I am in my 75th year, a bellwether of the Baby Boom generation, and I am looking forward to getting my Covid-19 vaccinations as soon as possible.

I am also a retired priest. Most of my ordained colleagues are younger than I and are serving active congregations.

So who goes first?

The Centers for Disease Control is apparently drawing up priority guidelines as to “essential” recipients, and it is thought that the elderly and “first responders” will go to the head of the line. I have heard no mention of clergy being on the list of essential workers.

It is, I suppose, not surprising that in a secular society, clergy are considered non-essential, but what surprises me is that there has been no call from church leaders in this matter. All too frequently there has been a sheepish plea for compliance with regulations restricting worship, even when secular bodies are exempted from them. The Supreme Court just struck down such a provision in New York as a violation of the free practice of religion, which is good, but such a decision lacks the rationale that religion – and Christianity in particular – is a matter of the life of the immortal soul, not just the body.

Classically, the work of clergy – and religious orders – has been called “the cure of souls.” This cure includes both care for matters of bodily and psychological health but also preparation for death, judgment, and the life to come. Much of this preparation, of course, comes pre-emptively through preaching and teaching of the flock and the sacraments, but there are also those critical moments when death draws near. Roman Catholics administer last rites. The ACNA Book of Common Prayer provides the following rites of healing (pages 222-266): Reconciliation of Penitents, Ministry to the Sick, Communion of the Sick, Ministry to the Dying, and Prayers for a Vigil, ultimately leading to the Burial of the Dead.

The Church calendar also reminds us of martyrs who have counted not the cost of their lives for the sake of the sick and dying. In 1878, a terrible yellow fever plague hit the U.S. South, and the city of Memphis became a “city of the dead,” with 5,000 victims and many others fleeing. Into this city came a party of Anglican Sisters of St. Mary, led by their superior, Sister Constance, and two priests, the Revs. Charles Parsons and Louis Schuyler. They fearlessly visited the sick and dying and then, one by one, they too perished.

If clergy and religious are not first responders, surely they should be last responders. This kind of ministry had declined or fallen out of use among some pastors even before the coronavirus hit.
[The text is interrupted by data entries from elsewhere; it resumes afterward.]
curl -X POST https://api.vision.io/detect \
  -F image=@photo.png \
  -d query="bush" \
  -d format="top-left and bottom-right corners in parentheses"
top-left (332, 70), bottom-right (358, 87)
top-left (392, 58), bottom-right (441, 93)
I am sure some clergy have found creative ways of reaching sick and dying without physically visiting them. But let’s not pretend that many dying souls – and lost souls – have been left without the comfort of physical visitation by family, friends, and clergy. What a blessing it will be to return to some kind of normalcy!

Government has recognized the importance of chaplains in the military, as soldiers risk their life in battle. It seems unlikely it will do so in the case of Covid-19. Perhaps older clergy like myself could be commissioned as temporary chaplains until others have been vaccinated. But most importantly, I would hope that the crisis of this past year would reawaken our awareness of the gulf that divides life and death, body and soul.

There is a whole generation of Baby Boomers approaching that awesome “bourne from which no traveler returns” and against which no vaccine can immunize. My hope is that the church and its pastors can see this time of crisis as an opportunity to reach the living dead with the voice of the Good Shepherd who says: “My sheep hear my voice, and I know them, and they follow me. I give them eternal life, and they will never perish, and no one will snatch them out of my hand” (John 10:27-28).